The physical health variables frequently played significant roles in determining mental health stresses. Asthma was a significant predictor of the extent of “problem feeling sad”, “problem being emotionally upset”, “problem being depressed”, “problem being worried”, “problem feeling nervous”, and “problem sleeping.” High blood pressure proved significant in determining “problem being emotionally upset”, “problem being worried”, and “problem sleeping”. Obesity was a predictor of “problem feeling helpless”, and arthritis, while a major ailment among the population, never rose to significance in any of the OLS models (see Table 13).
Regression analysis using two-stage least squares
Mental health is complex and interactive with other aspects of life; it can feed back into one's living environment. Such interaction is similar to that encountered with mental health and employment. Those with poor mental health may lose jobs more often and be hired less frequently than those with good mental health, so job loss may not actually be the cause of mental challenges; see, for example, Strully 2009 and Hamilton et al. 1990. Mental dysfunction could lead to deterioration in certain housing condition variables as well as be caused by them. For example, a depressed head of household might neglect home maintenance, leading to an increase in her perception that the general quality of the unit is low and to a greater presence of pests, further demoralizing the household head.
To correct for possible simultaneous equations bias, the variable “condition of your apartment/house” is selected as the endogenous variable, and the variable “condition of the building” is selected to serve as an instrument. This is a reasonable specification since the mental health state of the head of household is not likely to lead to changes in the quality of the building, but it can certainly change the character of the unit (and its associated stress level) in which the person lives. In the instrumental equations, the coefficient of the “condition of the building” variable is consistently significant (ρ=.000), with β ranging from 0.617 to 0.655 depending on the specification consistent with the Pearson correlation of 0.755 between “condition of the apartment” and “condition of the building.”

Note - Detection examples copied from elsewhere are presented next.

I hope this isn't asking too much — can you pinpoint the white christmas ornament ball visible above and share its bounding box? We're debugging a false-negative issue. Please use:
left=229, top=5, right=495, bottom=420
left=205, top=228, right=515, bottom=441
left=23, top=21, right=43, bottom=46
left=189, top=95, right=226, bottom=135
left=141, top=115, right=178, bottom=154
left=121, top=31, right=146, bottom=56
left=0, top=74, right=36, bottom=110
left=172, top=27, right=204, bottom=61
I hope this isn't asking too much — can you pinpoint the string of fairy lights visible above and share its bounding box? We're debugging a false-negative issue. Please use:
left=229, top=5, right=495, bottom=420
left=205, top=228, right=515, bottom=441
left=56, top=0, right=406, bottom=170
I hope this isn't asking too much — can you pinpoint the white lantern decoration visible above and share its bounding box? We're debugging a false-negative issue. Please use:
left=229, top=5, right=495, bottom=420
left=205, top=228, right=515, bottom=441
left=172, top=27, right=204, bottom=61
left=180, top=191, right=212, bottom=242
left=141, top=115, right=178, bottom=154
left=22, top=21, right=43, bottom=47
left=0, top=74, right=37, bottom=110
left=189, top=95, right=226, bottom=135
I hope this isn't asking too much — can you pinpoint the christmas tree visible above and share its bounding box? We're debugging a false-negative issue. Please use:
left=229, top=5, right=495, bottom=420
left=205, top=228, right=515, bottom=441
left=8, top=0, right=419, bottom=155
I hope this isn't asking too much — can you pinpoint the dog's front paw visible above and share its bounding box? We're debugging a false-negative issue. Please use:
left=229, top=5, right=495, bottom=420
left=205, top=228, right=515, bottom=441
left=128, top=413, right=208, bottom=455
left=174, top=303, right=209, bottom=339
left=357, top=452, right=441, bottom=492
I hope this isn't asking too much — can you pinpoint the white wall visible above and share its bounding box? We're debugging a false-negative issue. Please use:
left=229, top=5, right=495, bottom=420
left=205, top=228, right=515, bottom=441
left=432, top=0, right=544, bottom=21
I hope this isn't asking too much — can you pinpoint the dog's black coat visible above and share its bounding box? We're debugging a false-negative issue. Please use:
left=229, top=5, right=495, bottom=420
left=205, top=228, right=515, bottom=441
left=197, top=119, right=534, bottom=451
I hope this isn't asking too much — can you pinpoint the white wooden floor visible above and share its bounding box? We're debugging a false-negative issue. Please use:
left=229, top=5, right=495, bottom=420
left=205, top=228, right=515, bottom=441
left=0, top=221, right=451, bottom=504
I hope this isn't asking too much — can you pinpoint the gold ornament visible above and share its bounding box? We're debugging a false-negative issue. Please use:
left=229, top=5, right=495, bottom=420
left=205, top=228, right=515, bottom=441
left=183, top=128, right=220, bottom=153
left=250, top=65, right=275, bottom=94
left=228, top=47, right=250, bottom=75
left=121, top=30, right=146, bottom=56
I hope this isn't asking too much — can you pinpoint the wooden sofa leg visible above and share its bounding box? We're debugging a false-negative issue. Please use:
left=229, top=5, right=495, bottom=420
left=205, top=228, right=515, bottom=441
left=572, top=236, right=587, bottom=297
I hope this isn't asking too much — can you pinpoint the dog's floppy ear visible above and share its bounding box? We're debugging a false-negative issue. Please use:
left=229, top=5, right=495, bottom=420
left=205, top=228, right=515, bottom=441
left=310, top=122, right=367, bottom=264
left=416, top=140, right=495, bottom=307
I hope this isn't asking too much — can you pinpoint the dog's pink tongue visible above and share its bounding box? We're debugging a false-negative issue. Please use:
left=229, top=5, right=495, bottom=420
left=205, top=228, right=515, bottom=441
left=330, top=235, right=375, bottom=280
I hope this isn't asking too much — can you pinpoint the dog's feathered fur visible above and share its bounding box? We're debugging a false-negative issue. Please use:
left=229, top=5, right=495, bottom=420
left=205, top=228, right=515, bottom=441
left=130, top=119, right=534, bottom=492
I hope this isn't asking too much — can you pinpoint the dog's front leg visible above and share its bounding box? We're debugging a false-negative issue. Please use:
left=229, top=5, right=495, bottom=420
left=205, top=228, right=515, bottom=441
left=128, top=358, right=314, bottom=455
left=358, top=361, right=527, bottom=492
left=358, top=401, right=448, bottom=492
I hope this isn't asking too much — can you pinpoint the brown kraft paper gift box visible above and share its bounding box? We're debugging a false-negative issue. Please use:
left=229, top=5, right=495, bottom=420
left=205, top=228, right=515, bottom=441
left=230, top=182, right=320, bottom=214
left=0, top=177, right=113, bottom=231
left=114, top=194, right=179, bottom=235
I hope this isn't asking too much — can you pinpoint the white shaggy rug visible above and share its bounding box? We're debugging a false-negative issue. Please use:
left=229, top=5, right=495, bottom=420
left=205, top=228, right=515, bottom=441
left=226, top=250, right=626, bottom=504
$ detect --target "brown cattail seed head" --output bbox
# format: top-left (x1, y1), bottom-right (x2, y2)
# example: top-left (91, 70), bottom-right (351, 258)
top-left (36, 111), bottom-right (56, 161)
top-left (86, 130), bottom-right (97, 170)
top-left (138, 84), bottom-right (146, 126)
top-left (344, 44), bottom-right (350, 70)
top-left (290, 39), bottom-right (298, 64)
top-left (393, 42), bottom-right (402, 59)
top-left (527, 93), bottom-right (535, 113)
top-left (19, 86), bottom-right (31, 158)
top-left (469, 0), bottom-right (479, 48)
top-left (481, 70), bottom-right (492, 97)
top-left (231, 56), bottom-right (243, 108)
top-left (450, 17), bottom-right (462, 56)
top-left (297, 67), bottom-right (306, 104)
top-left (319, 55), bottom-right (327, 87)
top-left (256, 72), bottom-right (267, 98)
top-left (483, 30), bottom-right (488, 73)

The range of the adjusted R 2 values (from .112 to .358) remained in the same range as in the OLS studies (see Table 14). Overall, the mental health stress best explained by the model is “problem being worried”, with “problem being emotionally upset”, “problem being nervous” and “problem being depressed” also having a large share of their variation explained by the models. The models were less effective in explaining “problem feeling sad (adj R 2 =.161) and “problem sleeping” (adj R 2 =.119).
2SLS regressions
Significant at the .05 level
Significant at the .01 level
The condition of the apartment continued to be a powerful explanatory variable for all of the models. The stressor “number of bedrooms” was negatively and significantly associated with “problem concentrating” in a counter-intuitive sign possibly related to collinearity with condition of the apartment (Pearson r=.248, t=.005). Plumbing also remained a strong explanatory variable in three of the models, i.e., for “problem concentrating”, “problem feeling nervous” and “problem being depressed”. Among the neighborhood variables, the index of neighborhood conditions was significant with regard to “problem concentrating”.

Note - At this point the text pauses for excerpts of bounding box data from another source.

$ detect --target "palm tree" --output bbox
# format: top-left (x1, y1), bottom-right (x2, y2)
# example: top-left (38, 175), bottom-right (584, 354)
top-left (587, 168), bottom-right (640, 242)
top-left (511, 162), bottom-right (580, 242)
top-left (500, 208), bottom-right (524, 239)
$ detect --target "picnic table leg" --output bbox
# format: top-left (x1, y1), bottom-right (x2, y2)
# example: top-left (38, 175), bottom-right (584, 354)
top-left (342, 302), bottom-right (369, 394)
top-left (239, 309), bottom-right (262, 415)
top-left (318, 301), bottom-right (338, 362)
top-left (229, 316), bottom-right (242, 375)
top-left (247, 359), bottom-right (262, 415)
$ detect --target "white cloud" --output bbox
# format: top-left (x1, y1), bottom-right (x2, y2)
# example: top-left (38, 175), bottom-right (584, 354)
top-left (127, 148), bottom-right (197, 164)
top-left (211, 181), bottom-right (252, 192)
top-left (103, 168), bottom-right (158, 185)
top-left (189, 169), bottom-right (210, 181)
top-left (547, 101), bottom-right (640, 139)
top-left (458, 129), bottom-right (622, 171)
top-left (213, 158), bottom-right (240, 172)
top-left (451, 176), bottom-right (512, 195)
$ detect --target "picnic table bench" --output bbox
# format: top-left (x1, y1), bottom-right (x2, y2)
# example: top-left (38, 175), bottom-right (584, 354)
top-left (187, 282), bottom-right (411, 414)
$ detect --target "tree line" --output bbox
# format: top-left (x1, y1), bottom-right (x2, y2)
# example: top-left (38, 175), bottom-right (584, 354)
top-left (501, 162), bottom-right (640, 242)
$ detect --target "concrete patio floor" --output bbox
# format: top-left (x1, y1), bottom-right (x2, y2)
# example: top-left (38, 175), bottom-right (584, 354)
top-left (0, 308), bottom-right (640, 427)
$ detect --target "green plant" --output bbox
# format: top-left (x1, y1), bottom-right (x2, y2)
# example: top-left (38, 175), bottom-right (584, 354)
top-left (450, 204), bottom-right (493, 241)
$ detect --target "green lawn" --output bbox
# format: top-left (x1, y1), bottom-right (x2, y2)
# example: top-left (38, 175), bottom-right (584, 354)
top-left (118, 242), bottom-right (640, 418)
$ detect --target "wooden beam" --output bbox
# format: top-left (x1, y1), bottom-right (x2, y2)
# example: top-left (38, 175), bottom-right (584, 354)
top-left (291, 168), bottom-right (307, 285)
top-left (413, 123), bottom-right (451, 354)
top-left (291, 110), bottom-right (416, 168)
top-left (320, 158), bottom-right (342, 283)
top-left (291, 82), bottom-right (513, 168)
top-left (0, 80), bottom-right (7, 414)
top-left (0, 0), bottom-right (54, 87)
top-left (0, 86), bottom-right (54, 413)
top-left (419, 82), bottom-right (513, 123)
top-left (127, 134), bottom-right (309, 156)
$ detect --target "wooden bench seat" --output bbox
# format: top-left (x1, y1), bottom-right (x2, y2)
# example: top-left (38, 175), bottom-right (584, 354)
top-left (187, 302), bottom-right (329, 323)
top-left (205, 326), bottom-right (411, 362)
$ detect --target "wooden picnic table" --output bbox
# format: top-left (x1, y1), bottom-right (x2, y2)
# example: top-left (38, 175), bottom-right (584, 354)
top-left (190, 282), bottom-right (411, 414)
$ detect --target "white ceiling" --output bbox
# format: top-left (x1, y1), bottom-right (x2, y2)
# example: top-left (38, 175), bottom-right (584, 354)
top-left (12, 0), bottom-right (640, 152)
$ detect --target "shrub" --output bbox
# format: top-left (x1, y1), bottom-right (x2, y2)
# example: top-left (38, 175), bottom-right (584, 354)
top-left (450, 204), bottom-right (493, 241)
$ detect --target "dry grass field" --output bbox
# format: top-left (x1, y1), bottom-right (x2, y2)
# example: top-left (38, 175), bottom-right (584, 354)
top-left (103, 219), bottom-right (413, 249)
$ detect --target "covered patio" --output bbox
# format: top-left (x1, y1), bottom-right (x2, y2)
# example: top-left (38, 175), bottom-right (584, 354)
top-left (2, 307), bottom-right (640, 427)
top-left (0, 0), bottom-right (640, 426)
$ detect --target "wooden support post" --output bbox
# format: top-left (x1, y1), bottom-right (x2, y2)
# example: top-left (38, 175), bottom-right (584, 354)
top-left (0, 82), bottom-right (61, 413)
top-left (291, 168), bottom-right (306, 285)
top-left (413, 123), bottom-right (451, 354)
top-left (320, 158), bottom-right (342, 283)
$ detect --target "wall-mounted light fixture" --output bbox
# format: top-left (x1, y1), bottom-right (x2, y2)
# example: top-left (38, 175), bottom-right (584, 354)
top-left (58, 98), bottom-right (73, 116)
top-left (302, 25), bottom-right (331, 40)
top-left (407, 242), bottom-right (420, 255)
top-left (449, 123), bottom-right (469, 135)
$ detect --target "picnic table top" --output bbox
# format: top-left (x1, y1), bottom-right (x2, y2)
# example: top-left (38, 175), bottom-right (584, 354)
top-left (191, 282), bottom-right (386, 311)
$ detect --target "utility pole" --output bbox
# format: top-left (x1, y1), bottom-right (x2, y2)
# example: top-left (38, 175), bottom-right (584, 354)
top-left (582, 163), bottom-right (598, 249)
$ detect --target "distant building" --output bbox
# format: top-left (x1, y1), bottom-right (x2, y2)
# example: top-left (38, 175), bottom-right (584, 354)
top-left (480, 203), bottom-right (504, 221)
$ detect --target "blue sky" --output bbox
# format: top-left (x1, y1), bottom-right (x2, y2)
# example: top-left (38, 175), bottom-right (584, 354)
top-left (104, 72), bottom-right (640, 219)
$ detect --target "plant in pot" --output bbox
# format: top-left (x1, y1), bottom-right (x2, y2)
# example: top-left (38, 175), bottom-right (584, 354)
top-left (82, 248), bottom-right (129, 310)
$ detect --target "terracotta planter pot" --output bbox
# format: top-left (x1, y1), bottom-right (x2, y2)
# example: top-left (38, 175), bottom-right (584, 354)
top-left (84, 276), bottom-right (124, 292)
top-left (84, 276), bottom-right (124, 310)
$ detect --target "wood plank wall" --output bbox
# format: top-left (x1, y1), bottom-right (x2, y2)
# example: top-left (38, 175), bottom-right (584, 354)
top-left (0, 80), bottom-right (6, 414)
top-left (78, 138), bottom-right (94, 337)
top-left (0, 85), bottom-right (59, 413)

The demographic/economic variables were slightly less impressive in the 2SLS studies. Income once again was a strong inverse predictor of all eight mental health stresses studied here. Employment also was negative and significantly associated with “problem being depressed” and “problem feeling nervous”. Age remained positive and a significant determinant of “problem being depressed” and “problem feeling nervous”. The number of children was negative and significant in predicting “problem feeling helpless” and “problem sleeping” contrary to expectations. Education was positively associated with “problem being emotionally upset” as in the OLS model.
The physical health variables again were important controls for the models. Asthma helped explain “problem feeling sad”, “problem being emotionally upset”, “problem being worried”, problem feeling nervous”, and “problem sleeping”, similar to its role in the OLS studies. High blood pressure proved to be significant for “problem being emotionally upset” and “problem being worried”. Obesity once again was a strong predictor of “problem feeling helpless”. Arthritis was a significant predictor for “problem feeling helpless” and “problem being depressed”.
Discussion of the findings
The estimation of the OLS models with control variables and the 2SLS models correcting for simultaneity provide similar evidence of statistically significant impacts of housing conditions on mental health status. The importance of these significant findings can be examined by computing a responsiveness measure similar to elasticity.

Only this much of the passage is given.